Error Handling and Validation
- Detect and surface **known-unknowns** early: validate exporter endpoints at startup and fail fast.
- Place error/edge-case detection at top of handlers; early return on invalid payloads, then start spans for the happy path.
- Standard alert priority rubric:
• P1 – SLO breach or data loss ➜ page human.
• P2 – Degradation trending to breach ➜ paging hours.
• P3 – Noise or informational ➜ ticket only.
- Enforce alert rules in code (`alerts.yaml`) version-controlled with the service.
OpenTelemetry Framework Rules
- One exporter per signal type; never mix multiple backends in prod (split-brain traces).
- Use OTLP/gRPC protocol by default; fall back to HTTP only for legacy proxies.
- Batch span processor, max batch size 512, schedule delay 5 000 ms to balance flush latency vs. overhead.
- Always add the following mandatory attributes to spans:
• `service.name`, `service.version`, `deployment.environment`
• `http.method`, `http.status_code` (for HTTP)
• `db.system`, `db.statement` (for DB)
- Propagation: W3C Trace Context + Baggage; reject proprietary headers unless translation layer added in gateway.
CI/CD Integration
- Pipeline stage `observability-check` fails build if:
• coverage <90 % spans on critical endpoints (use trace-based tests), or
• lint detects disallowed logger names.
- Auto-inject environment variables (`OTEL_EXPORTER_OTLP_ENDPOINT`) via secrets store; never commit creds.
Testing
- Unit tests assert span attributes using in-memory span exporter.
- Employ chaos testing (e.g., Gremlin) with observability gates: deployment rolls back if new error ratio > N.
Performance
- Instrumentation overhead target: <2 % CPU, <5 % latency; load test every release.
- Use AI-driven analytics (Datadog Watchdog, Dynatrace Davis) to auto-detect anomalous latency spikes.
Security
- Strip PII before export with span processor filter (`attributeservice.RejectKeys(["user.password"])`).
- Encrypt all telemetry in transit (TLS1.2+) and at rest according to company policy.
Dashboards & Visualization
- Use Grafana folders per domain team; autosync dashboards from git.
- Widget guidelines:
• Red—actual, Green—SLO.
• Max 6 panels per row, no scrolling.
Common Pitfalls
- ❌ Duplicated service names cause trace joins to fail ➜ ensure unique `service.name`.
- ❌ Logging massive payloads ➜ truncate to 4 KB or use sampling.

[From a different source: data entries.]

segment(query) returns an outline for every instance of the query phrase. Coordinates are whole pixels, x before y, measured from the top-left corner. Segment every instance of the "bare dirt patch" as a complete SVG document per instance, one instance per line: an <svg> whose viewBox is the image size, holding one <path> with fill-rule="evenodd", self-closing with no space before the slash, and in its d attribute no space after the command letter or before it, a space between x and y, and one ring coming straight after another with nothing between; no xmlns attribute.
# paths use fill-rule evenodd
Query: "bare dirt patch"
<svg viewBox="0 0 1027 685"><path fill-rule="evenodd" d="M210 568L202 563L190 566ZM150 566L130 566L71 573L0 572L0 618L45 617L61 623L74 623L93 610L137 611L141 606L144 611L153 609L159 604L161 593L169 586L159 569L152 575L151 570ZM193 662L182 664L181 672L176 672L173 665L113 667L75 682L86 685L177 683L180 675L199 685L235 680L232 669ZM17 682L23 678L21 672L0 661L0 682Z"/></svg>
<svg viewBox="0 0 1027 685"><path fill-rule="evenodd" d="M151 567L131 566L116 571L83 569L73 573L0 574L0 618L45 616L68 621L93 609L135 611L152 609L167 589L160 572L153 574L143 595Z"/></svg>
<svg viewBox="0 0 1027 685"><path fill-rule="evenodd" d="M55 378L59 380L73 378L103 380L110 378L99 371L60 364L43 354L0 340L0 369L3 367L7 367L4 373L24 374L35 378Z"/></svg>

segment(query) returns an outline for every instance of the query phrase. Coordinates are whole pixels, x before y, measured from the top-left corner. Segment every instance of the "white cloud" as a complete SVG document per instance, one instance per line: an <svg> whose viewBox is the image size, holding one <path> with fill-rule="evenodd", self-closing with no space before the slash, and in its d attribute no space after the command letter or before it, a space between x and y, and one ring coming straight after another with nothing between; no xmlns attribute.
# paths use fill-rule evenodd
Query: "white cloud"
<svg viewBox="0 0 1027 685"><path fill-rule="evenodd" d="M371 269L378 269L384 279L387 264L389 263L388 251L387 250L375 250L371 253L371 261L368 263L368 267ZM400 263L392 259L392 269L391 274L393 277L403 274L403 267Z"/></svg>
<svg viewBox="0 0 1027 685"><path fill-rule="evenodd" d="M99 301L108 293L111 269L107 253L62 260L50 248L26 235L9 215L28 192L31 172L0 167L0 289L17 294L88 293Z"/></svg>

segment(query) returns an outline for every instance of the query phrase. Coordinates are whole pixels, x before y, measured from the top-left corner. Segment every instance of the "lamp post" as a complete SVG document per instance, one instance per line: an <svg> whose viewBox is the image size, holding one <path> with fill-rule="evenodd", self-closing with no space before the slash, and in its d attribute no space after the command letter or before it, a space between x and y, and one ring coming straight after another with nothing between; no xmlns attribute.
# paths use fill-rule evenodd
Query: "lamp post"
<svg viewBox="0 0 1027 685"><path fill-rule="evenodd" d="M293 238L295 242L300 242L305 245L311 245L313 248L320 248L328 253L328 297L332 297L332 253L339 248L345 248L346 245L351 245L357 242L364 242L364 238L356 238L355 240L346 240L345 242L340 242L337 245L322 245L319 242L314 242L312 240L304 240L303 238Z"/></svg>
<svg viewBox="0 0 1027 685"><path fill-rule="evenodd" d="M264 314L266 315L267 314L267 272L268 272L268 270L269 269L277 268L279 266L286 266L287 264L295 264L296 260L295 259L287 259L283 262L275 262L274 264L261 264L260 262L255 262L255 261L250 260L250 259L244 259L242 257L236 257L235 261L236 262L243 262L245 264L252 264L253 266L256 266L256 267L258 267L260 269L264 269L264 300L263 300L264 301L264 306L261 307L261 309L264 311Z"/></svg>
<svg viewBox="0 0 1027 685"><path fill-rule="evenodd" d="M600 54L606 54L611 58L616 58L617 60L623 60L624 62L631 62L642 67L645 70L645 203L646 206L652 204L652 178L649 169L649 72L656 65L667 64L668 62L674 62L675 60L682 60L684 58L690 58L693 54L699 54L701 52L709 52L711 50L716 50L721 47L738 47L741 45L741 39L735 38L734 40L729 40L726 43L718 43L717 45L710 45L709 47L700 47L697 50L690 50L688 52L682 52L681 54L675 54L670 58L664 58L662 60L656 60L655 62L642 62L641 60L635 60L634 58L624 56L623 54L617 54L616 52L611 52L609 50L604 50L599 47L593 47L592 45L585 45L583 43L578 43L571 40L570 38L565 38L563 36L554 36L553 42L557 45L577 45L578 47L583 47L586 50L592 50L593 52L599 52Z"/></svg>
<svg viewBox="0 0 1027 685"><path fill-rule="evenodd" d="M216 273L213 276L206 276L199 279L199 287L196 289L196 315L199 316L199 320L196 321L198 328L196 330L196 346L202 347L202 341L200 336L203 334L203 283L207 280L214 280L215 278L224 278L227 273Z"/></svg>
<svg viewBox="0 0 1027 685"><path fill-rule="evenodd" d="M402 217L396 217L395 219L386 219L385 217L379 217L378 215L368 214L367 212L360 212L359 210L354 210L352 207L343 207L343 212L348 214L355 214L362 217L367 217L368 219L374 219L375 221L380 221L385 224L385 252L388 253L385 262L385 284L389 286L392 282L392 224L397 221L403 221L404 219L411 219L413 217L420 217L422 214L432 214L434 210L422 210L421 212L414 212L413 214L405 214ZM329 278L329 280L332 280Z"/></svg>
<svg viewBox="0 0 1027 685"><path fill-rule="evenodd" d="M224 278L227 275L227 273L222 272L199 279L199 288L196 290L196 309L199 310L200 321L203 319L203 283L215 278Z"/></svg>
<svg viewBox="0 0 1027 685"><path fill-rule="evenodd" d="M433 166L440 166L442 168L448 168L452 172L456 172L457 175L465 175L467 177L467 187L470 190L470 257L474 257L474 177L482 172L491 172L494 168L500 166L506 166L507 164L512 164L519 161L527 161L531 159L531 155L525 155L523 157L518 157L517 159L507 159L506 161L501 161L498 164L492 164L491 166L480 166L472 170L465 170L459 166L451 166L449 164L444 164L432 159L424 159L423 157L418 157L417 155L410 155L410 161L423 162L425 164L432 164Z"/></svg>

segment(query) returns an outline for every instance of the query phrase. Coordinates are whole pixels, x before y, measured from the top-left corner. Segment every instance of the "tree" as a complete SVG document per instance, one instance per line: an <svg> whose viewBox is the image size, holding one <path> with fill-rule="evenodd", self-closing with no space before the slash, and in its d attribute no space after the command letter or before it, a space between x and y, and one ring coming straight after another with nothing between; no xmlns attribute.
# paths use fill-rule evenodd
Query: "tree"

- ❌ Multiple alert channels cause duplicate pages ➜ centralise routing via PagerDuty.
Directory Conventions
- observability/
• otel/ # SDK init, exporters
• alerts/ # alert rules, SLOs
• dashboards/ # Grafana JSON
• tests/ # trace & log tests
Sample File: observability/otel/init.ts
```
import { Resource } from "@opentelemetry/resources";
import { NodeSDK } from "@opentelemetry/sdk-node";
import { OTLPTraceExporter } from "@opentelemetry/exporter-trace-otlp-grpc";
const sdk = new NodeSDK({
resource: new Resource({
'service.name': 'checkout-service',
'service.version': process.env.npm_package_version,
'deployment.environment': process.env.NODE_ENV
}),
traceExporter: new OTLPTraceExporter({
url: process.env.OTEL_EXPORTER_OTLP_ENDPOINT,
headers: { 'api-key': process.env.OTEL_EXPORTER_OTLP_HEADERS }
})
});
sdk.start();
```
Continuous Improvement
- Quarterly audit: delete unused dashboards, convert noisy alerts to metrics.
- Capture lessons-learned in post-mortems and update this ruleset accordingly.